Comment gérez-vous les effets indésirables ?

Pr Ferreri : Pendant la séance, les patients bénéficient d’un monitoring du rythme cardiaque et de la pression artérielle. Par ailleurs, on prévient les effets désorganisant de la molécule en se situant dans un environnement calme, serein et en apportant régulièrement à la personne des éléments de rassurance, de recontextualisation car il peut y avoir une petite recrudescence anxieuse avec ce produit.

Que se passe-t-il en cas d’inefficacité du traitement ?

Pr Ferreri : Nous avons traité seulement une centaine de patients dans notre service mais nous commençons à avoir des patients qui ont déjà bénéficié d’une cure de kétamine. Nous pouvons leur reproposer une cure si la première a été inefficace ou la durée insuffisante. Si la première cure a été inefficace alors qu’elle a été bien conduite, on va alors s’orienter vers d’autres stratégies thérapeutiques – qui restent toutefois, à ce stade, assez limitées.

Y-a-t-il un risque d’usage abusif ?

Pr Ferreri : C’est vrai qu’il s’agit d’une drogue récréative avec un risque de mésusage mais aux posologies utilisées en psychiatrie, qui sont faibles, le risque est très limité, voire inexistant.

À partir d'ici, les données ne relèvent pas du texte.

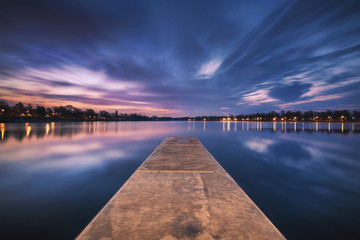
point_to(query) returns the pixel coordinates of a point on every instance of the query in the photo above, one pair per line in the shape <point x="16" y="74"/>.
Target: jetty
<point x="180" y="192"/>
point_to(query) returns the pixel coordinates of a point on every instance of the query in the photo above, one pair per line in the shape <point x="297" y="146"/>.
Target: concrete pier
<point x="180" y="192"/>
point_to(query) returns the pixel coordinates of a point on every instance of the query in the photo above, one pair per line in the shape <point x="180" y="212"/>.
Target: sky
<point x="181" y="57"/>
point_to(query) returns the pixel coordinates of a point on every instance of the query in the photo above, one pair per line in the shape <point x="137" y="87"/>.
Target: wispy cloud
<point x="208" y="69"/>
<point x="258" y="97"/>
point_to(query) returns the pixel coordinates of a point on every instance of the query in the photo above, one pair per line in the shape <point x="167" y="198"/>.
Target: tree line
<point x="69" y="112"/>
<point x="19" y="110"/>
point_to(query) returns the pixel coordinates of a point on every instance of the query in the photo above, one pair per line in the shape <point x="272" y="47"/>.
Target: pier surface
<point x="180" y="192"/>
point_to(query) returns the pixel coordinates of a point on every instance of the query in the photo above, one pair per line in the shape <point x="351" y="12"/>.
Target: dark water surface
<point x="54" y="178"/>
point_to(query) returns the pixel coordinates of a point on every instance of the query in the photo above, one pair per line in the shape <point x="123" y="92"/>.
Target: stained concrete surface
<point x="180" y="192"/>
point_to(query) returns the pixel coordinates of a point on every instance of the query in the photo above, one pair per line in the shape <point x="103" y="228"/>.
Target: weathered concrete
<point x="180" y="192"/>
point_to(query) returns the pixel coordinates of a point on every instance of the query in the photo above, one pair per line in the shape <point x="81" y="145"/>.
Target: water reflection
<point x="304" y="176"/>
<point x="40" y="130"/>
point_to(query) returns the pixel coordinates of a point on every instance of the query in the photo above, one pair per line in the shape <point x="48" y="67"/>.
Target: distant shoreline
<point x="48" y="120"/>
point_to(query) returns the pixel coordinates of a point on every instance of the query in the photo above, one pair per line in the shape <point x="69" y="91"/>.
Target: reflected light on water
<point x="52" y="128"/>
<point x="47" y="129"/>
<point x="28" y="129"/>
<point x="2" y="127"/>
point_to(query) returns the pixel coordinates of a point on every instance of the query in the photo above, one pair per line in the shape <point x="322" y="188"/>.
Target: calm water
<point x="55" y="177"/>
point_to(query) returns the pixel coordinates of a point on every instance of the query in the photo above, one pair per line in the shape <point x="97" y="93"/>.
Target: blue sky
<point x="177" y="58"/>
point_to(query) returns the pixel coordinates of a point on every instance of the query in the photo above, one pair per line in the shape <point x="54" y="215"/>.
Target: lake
<point x="55" y="177"/>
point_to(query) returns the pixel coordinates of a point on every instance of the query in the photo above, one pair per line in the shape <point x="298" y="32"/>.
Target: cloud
<point x="290" y="92"/>
<point x="207" y="70"/>
<point x="131" y="55"/>
<point x="257" y="97"/>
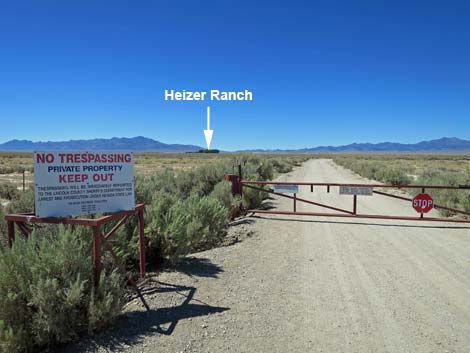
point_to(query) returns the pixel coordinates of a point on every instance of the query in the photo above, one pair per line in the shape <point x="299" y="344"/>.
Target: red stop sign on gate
<point x="423" y="203"/>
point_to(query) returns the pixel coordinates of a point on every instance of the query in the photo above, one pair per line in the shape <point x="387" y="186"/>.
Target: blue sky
<point x="321" y="72"/>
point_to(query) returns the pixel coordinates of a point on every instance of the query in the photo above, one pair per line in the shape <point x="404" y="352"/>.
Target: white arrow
<point x="208" y="133"/>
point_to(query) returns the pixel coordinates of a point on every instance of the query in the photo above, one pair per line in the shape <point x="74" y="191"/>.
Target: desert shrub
<point x="142" y="192"/>
<point x="449" y="198"/>
<point x="223" y="194"/>
<point x="47" y="291"/>
<point x="156" y="224"/>
<point x="24" y="203"/>
<point x="393" y="175"/>
<point x="191" y="225"/>
<point x="281" y="166"/>
<point x="8" y="191"/>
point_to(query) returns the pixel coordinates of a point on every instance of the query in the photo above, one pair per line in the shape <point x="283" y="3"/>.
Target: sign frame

Quelles informations donnez-vous aux patients avant leur traitement ?

Pr Ferreri : Ce sont souvent des patients qui ont expérimenté les antidépresseurs, donc on leur explique qu’il ne s’agit pas du même mécanisme d’action et on leur expose les contraintes liées aux effets indésirables potentiels de la molécule. On évoque également avec eux la durée de traitement, ce qu’ils vont ressentir et l’amélioration que l’on recherche.

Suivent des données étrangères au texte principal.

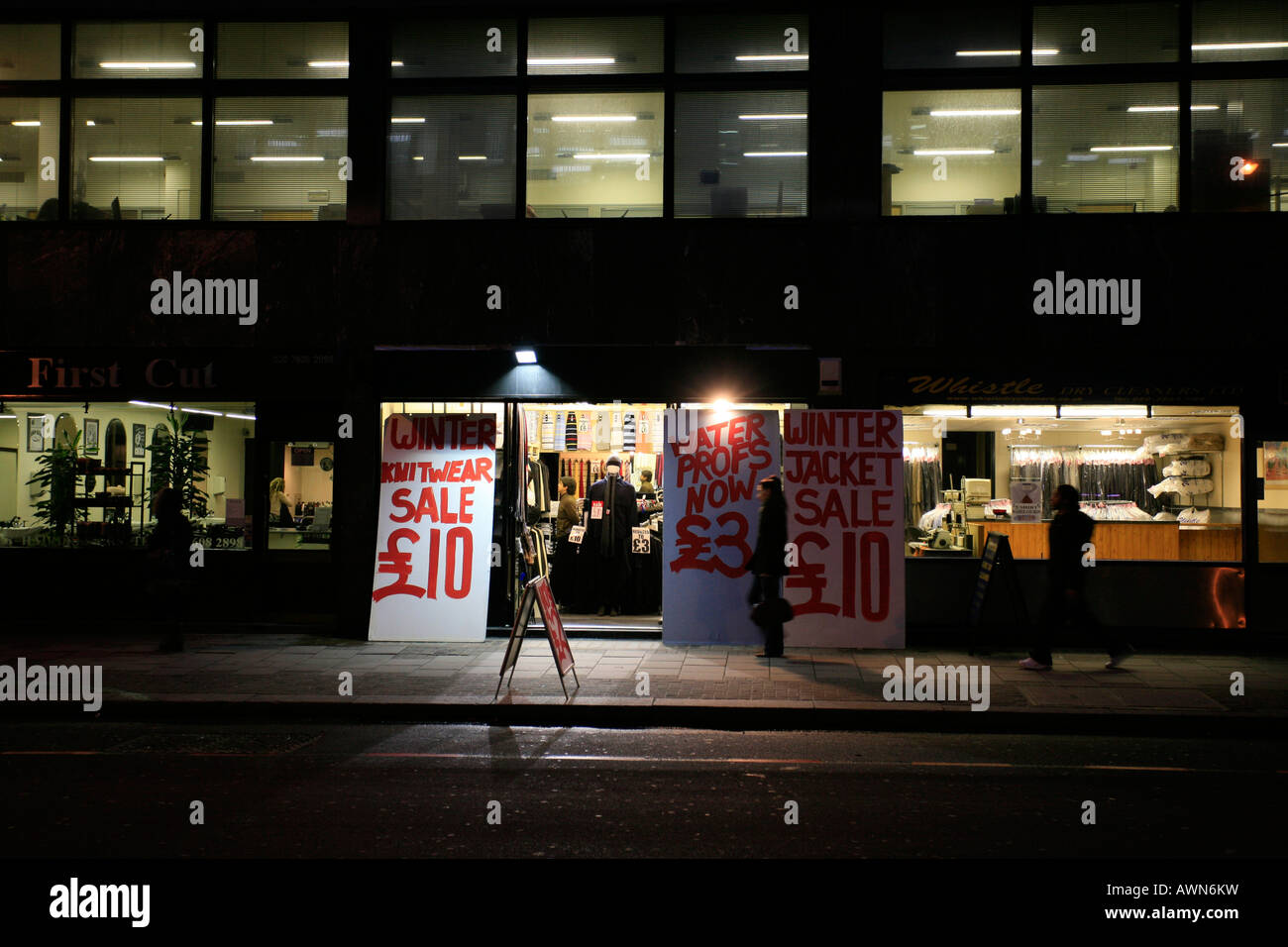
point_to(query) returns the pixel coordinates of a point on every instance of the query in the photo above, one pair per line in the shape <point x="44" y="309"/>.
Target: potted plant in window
<point x="178" y="460"/>
<point x="55" y="475"/>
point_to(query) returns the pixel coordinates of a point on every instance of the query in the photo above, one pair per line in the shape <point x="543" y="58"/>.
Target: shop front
<point x="640" y="510"/>
<point x="1160" y="470"/>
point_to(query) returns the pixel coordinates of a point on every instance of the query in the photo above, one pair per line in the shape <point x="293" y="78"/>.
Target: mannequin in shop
<point x="610" y="514"/>
<point x="562" y="579"/>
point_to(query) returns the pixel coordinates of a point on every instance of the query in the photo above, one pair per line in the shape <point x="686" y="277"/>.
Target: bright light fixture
<point x="1132" y="147"/>
<point x="1013" y="411"/>
<point x="593" y="118"/>
<point x="147" y="64"/>
<point x="1225" y="47"/>
<point x="571" y="60"/>
<point x="965" y="112"/>
<point x="1083" y="411"/>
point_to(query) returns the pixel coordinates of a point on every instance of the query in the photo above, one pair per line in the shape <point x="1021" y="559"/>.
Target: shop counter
<point x="1126" y="540"/>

Peut-on imaginer une généralisation de l’emploi de la kétamine dans cette indication ?

Pr Ferreri : Peut-être qu’à l’avenir, si son utilisation est facilitée et les populations pouvant en bénéficier mieux ciblées, la kétamine pourrait intervenir plus tôt dans les choix thérapeutiques. Par ailleurs, il existe d’autres modalités d’emploi. Dans certains pays, il existe des « cliniques de la kétamine », on y vient pour la journée. Si on se familiarise avec cette molécule, on pourrait envisager des utilisations plus souples à l’avenir. La disponibilité de la kétamine ne doit pas faire oublier l’importance d’un accompagnement psychologique.

 

Conditions de remboursement de l’eskétamine

L’eskétamine, en association à un ISRS ou un IRSN, constitue une alternative chez les patients adultes de moins de 65 ans pour le traitement des épisodes dépressifs caractérisés résistants n’ayant pas répondu à au moins deux antidépresseurs différents de deux classes différentes au cours de l’épisode dépressif actuel sévère et en cas de contre-indication ou résistance à l’électroconvulsivothérapie ou pour les patients n’y ayant pas accès ou l’ayant refusé.